- Education: University of Hawai'i–Hilo (BA); University of Auckland (MA); University of Washington (PhD);
- Known for: Research on Rapa Nui settlement chronology, moai transport, and deforestation
- Notable work: The Statues That Walked (2011)
- Scientific career
- Fields: Anthropology, archaeology, Pacific Islands prehistory
- Institutions: University of Hawai'i at Mānoa; University of Oregon; University of Arizona;
- Thesis: Lapita Ceramic Exchange in the Mussau Islands, Papua New Guinea

= Terry L. Hunt =

American anthropologist and archaeologist

Terry L. Hunt is an American anthropologist and archaeologist who specializes in the human and environmental history of the Pacific Islands. He is a professor in the School of Anthropology at the University of Arizona and dean emeritus of the university's W.A. Franke Honors College. Hunt is best known for research conducted with Carl P. Lipo that challenges the conventional "ecocide" narrative of Rapa Nui (Easter Island), including work on the island's settlement chronology, the transport of its moai statues, and the causes of its deforestation.

== Education ==

Hunt received his Bachelor of Arts from the University of Hawai'i–Hilo and a Master of Arts with honours from the University of Auckland. He completed his PhD in anthropology at the University of Washington with a dissertation on Lapita ceramic exchange in the Mussau Islands, Papua New Guinea.

== Academic career ==

Hunt taught at the University of Hawai'i at Mānoa for twenty-five years, serving for three of them as director of the university's honors program and as director of the University of Hawai'i Rapa Nui Archaeological Field School.
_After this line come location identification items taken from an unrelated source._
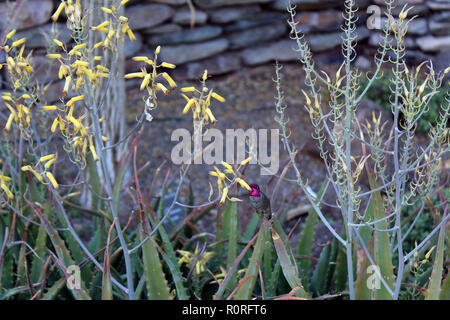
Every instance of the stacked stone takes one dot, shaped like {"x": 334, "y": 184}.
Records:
{"x": 225, "y": 35}
{"x": 428, "y": 34}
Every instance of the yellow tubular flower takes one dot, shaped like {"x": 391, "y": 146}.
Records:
{"x": 188, "y": 89}
{"x": 224, "y": 195}
{"x": 49, "y": 163}
{"x": 217, "y": 97}
{"x": 107, "y": 10}
{"x": 168, "y": 65}
{"x": 92, "y": 148}
{"x": 226, "y": 165}
{"x": 9, "y": 122}
{"x": 74, "y": 99}
{"x": 145, "y": 82}
{"x": 131, "y": 35}
{"x": 188, "y": 106}
{"x": 79, "y": 46}
{"x": 243, "y": 184}
{"x": 98, "y": 44}
{"x": 134, "y": 75}
{"x": 141, "y": 58}
{"x": 66, "y": 84}
{"x": 52, "y": 179}
{"x": 10, "y": 34}
{"x": 161, "y": 87}
{"x": 54, "y": 125}
{"x": 18, "y": 42}
{"x": 6, "y": 190}
{"x": 172, "y": 83}
{"x": 213, "y": 173}
{"x": 46, "y": 158}
{"x": 49, "y": 108}
{"x": 37, "y": 175}
{"x": 211, "y": 116}
{"x": 63, "y": 71}
{"x": 59, "y": 43}
{"x": 101, "y": 25}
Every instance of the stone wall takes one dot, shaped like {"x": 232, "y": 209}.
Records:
{"x": 229, "y": 34}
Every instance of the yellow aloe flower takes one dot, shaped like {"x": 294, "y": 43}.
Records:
{"x": 243, "y": 184}
{"x": 52, "y": 179}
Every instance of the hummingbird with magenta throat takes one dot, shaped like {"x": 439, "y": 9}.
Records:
{"x": 260, "y": 202}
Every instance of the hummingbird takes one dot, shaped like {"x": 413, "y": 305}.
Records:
{"x": 260, "y": 202}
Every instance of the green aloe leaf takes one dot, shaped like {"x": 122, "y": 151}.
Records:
{"x": 246, "y": 289}
{"x": 288, "y": 265}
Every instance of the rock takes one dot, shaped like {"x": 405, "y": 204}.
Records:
{"x": 45, "y": 69}
{"x": 439, "y": 5}
{"x": 326, "y": 41}
{"x": 306, "y": 4}
{"x": 416, "y": 27}
{"x": 217, "y": 65}
{"x": 37, "y": 37}
{"x": 263, "y": 18}
{"x": 440, "y": 23}
{"x": 250, "y": 37}
{"x": 189, "y": 35}
{"x": 412, "y": 57}
{"x": 130, "y": 48}
{"x": 184, "y": 17}
{"x": 55, "y": 90}
{"x": 419, "y": 9}
{"x": 227, "y": 15}
{"x": 31, "y": 14}
{"x": 147, "y": 15}
{"x": 171, "y": 2}
{"x": 282, "y": 50}
{"x": 401, "y": 2}
{"x": 220, "y": 3}
{"x": 434, "y": 44}
{"x": 191, "y": 52}
{"x": 441, "y": 62}
{"x": 164, "y": 28}
{"x": 376, "y": 38}
{"x": 329, "y": 20}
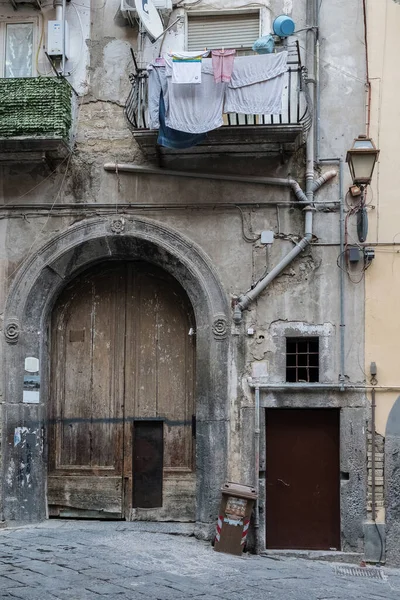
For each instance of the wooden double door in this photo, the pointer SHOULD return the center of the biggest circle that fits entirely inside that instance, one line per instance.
(121, 411)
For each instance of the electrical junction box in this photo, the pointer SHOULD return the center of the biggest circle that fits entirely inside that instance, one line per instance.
(267, 237)
(55, 39)
(354, 254)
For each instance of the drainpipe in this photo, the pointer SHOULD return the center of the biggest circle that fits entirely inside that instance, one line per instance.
(281, 182)
(64, 9)
(246, 299)
(58, 4)
(339, 161)
(257, 467)
(310, 63)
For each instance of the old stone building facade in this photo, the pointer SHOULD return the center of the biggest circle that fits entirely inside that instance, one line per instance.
(145, 304)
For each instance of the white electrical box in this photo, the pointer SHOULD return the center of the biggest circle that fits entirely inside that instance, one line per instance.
(267, 237)
(55, 38)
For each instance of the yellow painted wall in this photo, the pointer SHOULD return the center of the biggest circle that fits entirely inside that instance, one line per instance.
(382, 310)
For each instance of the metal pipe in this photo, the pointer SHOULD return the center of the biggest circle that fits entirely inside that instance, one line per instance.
(58, 8)
(64, 8)
(149, 206)
(373, 480)
(302, 386)
(310, 64)
(138, 169)
(257, 467)
(317, 86)
(321, 386)
(248, 297)
(342, 326)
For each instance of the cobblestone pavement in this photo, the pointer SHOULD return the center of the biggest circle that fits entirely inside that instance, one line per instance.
(74, 560)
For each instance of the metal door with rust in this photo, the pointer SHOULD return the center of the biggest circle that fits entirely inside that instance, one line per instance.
(122, 360)
(303, 479)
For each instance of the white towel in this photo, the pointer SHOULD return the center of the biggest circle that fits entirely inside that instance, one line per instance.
(195, 108)
(186, 66)
(256, 85)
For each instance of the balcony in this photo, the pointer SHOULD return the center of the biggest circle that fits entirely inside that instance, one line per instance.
(35, 119)
(241, 135)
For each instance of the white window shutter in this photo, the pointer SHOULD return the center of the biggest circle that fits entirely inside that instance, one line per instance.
(19, 50)
(239, 30)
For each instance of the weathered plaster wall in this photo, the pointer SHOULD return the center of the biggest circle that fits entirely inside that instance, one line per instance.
(306, 293)
(383, 278)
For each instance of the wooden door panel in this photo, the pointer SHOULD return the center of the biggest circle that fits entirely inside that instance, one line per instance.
(120, 353)
(148, 446)
(84, 493)
(86, 418)
(303, 479)
(72, 407)
(159, 380)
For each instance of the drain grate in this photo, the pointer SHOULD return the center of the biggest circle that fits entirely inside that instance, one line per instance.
(366, 572)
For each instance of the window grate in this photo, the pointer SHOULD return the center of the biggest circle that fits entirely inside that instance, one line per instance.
(302, 360)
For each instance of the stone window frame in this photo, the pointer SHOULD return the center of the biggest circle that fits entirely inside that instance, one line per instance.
(279, 331)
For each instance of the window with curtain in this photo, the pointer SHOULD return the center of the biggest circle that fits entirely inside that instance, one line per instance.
(18, 57)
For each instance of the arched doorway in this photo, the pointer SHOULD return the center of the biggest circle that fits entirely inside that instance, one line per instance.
(30, 301)
(121, 411)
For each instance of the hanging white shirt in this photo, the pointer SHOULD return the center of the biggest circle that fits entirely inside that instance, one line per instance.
(186, 66)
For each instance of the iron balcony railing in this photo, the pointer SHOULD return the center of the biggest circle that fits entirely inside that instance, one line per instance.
(296, 107)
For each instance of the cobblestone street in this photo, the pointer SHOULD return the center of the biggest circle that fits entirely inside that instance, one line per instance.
(74, 560)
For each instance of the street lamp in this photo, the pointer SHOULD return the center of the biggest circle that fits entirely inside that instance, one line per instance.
(361, 159)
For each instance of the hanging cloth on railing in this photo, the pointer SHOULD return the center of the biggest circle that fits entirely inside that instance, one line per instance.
(222, 61)
(256, 85)
(157, 100)
(186, 66)
(195, 108)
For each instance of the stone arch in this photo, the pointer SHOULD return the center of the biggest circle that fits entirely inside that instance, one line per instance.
(29, 304)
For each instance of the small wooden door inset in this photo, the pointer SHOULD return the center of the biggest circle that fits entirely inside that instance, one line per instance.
(303, 479)
(147, 464)
(121, 354)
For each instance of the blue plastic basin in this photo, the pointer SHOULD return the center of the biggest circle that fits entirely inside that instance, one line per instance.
(283, 26)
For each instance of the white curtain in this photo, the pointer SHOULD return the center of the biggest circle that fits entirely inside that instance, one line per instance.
(19, 50)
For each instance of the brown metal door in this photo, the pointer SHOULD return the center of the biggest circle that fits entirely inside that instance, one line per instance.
(121, 353)
(303, 479)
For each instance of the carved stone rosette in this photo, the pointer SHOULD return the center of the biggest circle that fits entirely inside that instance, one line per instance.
(220, 327)
(118, 225)
(12, 331)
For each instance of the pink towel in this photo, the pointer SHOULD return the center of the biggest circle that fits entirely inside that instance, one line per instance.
(222, 61)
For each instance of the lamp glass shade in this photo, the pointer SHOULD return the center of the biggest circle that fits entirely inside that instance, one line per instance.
(362, 167)
(361, 159)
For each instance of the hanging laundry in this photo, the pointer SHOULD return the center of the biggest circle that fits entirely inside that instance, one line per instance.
(157, 99)
(256, 85)
(157, 85)
(222, 61)
(186, 66)
(171, 138)
(195, 108)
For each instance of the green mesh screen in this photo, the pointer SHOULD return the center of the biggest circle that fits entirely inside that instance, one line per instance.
(35, 106)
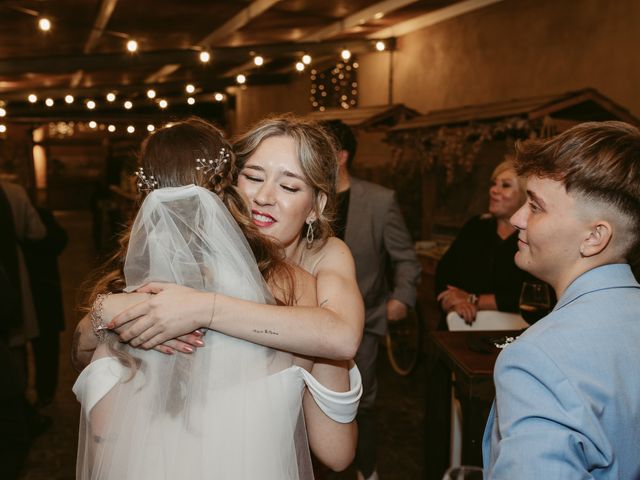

In 2013 he became dean of the Robert D. Clark Honors College at the University of Oregon. He was named dean of the Honors College at the University of Arizona in 2017, assuming the post that September. In October 2021 the college was renamed the W.A. Franke Honors College following a $25 million gift from Bill and Carolyn Franke, and Hunt became its inaugural Franke Dean. He stepped down as dean effective 1 July 2022 and returned to full-time teaching and research as a professor in the university's School of Anthropology, holding the title of dean emeritus.

Hunt has conducted field research in the Pacific for more than four decades and has led study-abroad courses to Rapa Nui in which students participate in his fieldwork.

== Research ==

=== Settlement chronology and the "ecocide" debate ===

In the early 2000s Hunt and Lipo excavated at Anakena, a sandy beach on the northern shore of Rapa Nui that they judged likely to be among the island's earliest settlement sites. Their radiocarbon results supported a comparatively late Polynesian arrival of roughly 1200 CE, considerably later than earlier estimates.

In a 2009 paper in Pacific Science, Hunt and Lipo argued that although deforestation and biodiversity loss did occur on the island, the demographic and cultural collapse widely attributed to pre-contact environmental mismanagement in fact followed European contact and the introduction of Old World diseases. The argument contested the account popularized by Jared Diamond in Collapse, which had presented the island as a parable of ecological self-destruction.

=== Transport of the moai ===

With Lipo and Sergio Rapu Haoa, Hunt published a 2012 paper in the Journal of Archaeological Science proposing that the island's megalithic statues were moved upright, rocked from side to side with ropes, rather than dragged horizontally on log rollers or sledges. The research was the subject of a National Geographic cover story in July 2012 and of a NOVA–National Geographic television documentary broadcast on PBS in November 2012.

To test the hypothesis the researchers built a 4.35-tonne concrete replica scaled from a road moai; a team of eighteen people moved it 100 metres in 40 minutes.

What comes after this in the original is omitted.